Quanto à distribuição de renda, no Brasil as pessoas situadas entre os 20% da faixa inferior recebem 3% da renda total enquanto 20% na faixa mais elevada detém mais de 60%. Na China, esses percentuais correspondem a 5% e 50%, respectivamente, e, na Índia, são de 9% e 43%. No entanto, o Brasil parece apresentar agora a melhor distribuição de educação básica entre os três países. Em parte por isso, os estados que mais crescem no país são os mais pobres das regiões Norte e Nordeste. Por outro lado, na China e na Índia, as províncias e os estados litorâneos mais ricos crescem com maior rapidez do que os mais empobrecidos, embora os três países tenham programas para acelerar o crescimento em regiões pobres.

Por fim, os cálculos convencionais não levam em conta os custos associados aos desafios sociais e ambientais, que podem ser muito elevados e ter um grande impacto nas perspectivas de crescimento. No Brasil, na China e na Índia, as perdas ambientais não-contabilizadas poderiam superar 5% do PIB. Se esses custos forem considerados, as taxas de crescimento do PIB poderiam ser muito menores nos três países.
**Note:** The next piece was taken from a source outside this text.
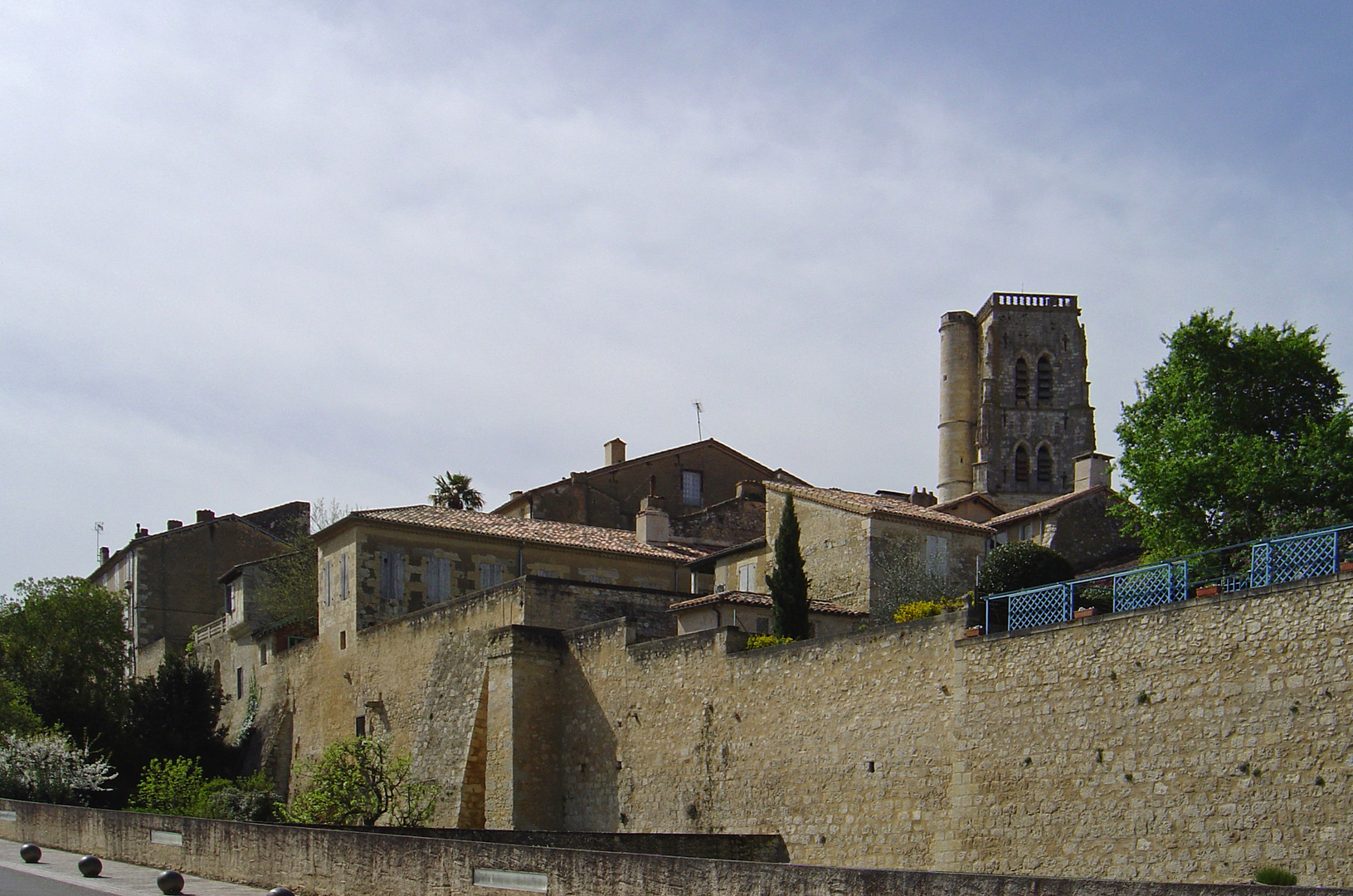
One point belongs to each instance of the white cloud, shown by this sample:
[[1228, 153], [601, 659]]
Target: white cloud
[[257, 253]]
A credibilidade dos dados é a base dos sistemas de contas nacionais. Previsões incorretas afetam a percepção da realidade. Na medida em que essas avaliações imprecisas dos resultados apóiem ou desestimulem reformas socioeconômicas, também há um custo para a sociedade. É sempre aconselhável que as primeiras estimativas sejam acuradas, porém, se houver imprecisões, o melhor a fazer é corrigi-las de forma rápida e transparente, como o Brasil, a China e a Índia realizaram em diversas ocasiões.

VINOD THOMAS é diretor-geral do Grupo de Avaliação Independente do Banco Mundial.